1.19.2010

Two White Queens, pt III

The hunters did not find the white wolf as easily as Siddis thought they would. What should have been a glorious time for her- the beginning of her rightful rule- was marred by the fact that no one seemed able to produce her mad, transformed sister. It did not matter what rewards she promised, what punishments she inflicted- the white wolf remained elusive. That is until the day almost three years later when a new hunter appeared from a strange land. This hunter assured the new queen that there was not a beast alive- or dead, for that matter- that he could not track and destroy. He would bring her the pelt of the white wolf, or die in the trying- and all he asked in return was a single drop of her royal blood.

Siddis was not pleased by this request: she knew better than most what could be accomplished with a single drop of blood. But this hunter had no whiff of magic about him, let alone that particular, tainted miasma which spoke of dark powers- and no-one else had been able to what she asked. She agreed that he could have his price- but not until or unless he brought her what was promised.

The moon had come to fullness three times before the hunter returned with a shining white wolf-pelt slung over his shoulder. Siddis was pleased- until she saw that there was no trace of the collar she had crafted. When she demanded to know its fate, the hunter shrugged and said she had not requested the jewels: that he could tell they were poisonous things not to be trifled with by ordinary folk such as him, and so he had let them lay where they fell on the forest floor. If Siddis wanted them, she would have to search them out herself. As for the hunter, once he had collected his payment he had plans to leave this troubled kingdom, and never return.

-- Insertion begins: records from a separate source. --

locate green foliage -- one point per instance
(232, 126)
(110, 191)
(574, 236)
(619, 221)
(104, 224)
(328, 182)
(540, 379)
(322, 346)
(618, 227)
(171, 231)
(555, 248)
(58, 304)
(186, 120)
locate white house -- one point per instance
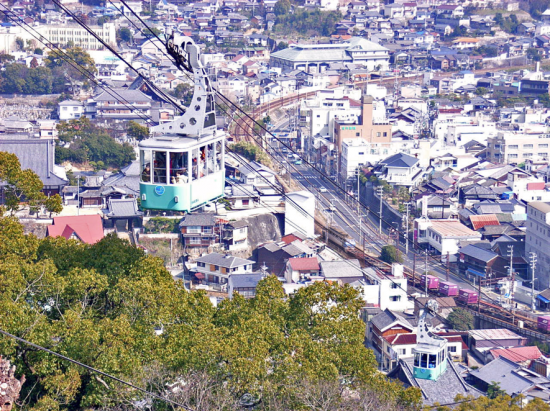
(216, 268)
(400, 169)
(444, 235)
(70, 110)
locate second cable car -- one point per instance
(430, 353)
(183, 168)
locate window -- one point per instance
(145, 160)
(179, 168)
(159, 167)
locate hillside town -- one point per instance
(395, 152)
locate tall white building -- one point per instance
(536, 240)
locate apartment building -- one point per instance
(516, 147)
(64, 34)
(537, 238)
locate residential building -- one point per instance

Although she seethed at the loss of her handiwork, Siddis did admit that she had not requested he bring it to her, and as such she would give him his due. Using her terrible stone knife, she pricked her wrist and let a single drop of blood fall into a tiny glass vial, which she gave to the hunter. Once he had gone, she ordered her most vicious assassins to follow him and retrieve it, but it was as though the hunter had vanished from the world: they could find no trace of him or his passing.

Siddis had a fine cloak made from the wolf’s fur. In recent years the winters had begun to last longer, and were more bitterly cold than any in memory: the fur served her well, and if any thought it an inappropriate use of her sister’s remains, no one dared say as much to the ruthless new White Queen.

Winter was not the only thing that worsened as the years passed; there were also more droughts, more plagues, and a gradual dwindling of trade- not to mention the increase in floods, vermin, and crop-blight. The kingdom itself seemed to be wasting away, its borders shrinking and its lands withering, its soil growing thin and infertile as its people. Even the shining inland sea that once surrounded the royal island had shrunk to one eighth its former size: barely large enough to be called a lake. But in spite of all these disturbing happenings, Siddis ruled without mercy, for she knew the land and the people were hers to do with as she wished: all that concerned her was remaining in her rightful role as queen, and having time and materials to pursue her unquenchable thirst for dark knowledge.

In the meantime, although he enjoyed his promised place of favor amongst the Siddis’s court, Kyl’k had fallen into great disgrace with the common people. He was known far and wide as the Traitor, the man who had betrayed one White Queen to the other, and was neither trusted nor welcomed anywhere in the kingdom. This seemed to eat away at his body as well as his soul, and he became a small, twisted, and bitter version of his former handsome self. He often disappeared into solitude for months on end and was missed by none- not even the queen he had given all for.

This was the state of affairs in the kingdom known as Zhiala, in the eighth year of Siddis’s reign. But it is not in the kingdom of Zhiala that our real story begins. It is in the small, almost forgotten land to the south-west of it. So small was this land that it did not have a real name, nor even a formal ruler. But it was decidedly not a part of the surrounding countries (Zhiala included), and thus seemed immune to the trials and tribulations that might plague the others.

In this un-named land there lived a dark-haired famer and his dark-haired wife, and they had an even darker-haired son they called Rohlan. They kept to themselves and worked very hard, and all in all did quite well, and were quite content with the quiet ordinariness of their lives.

Content, that is, until the day Rohlan realized maybe he wasn’t quite so ordinary, after all.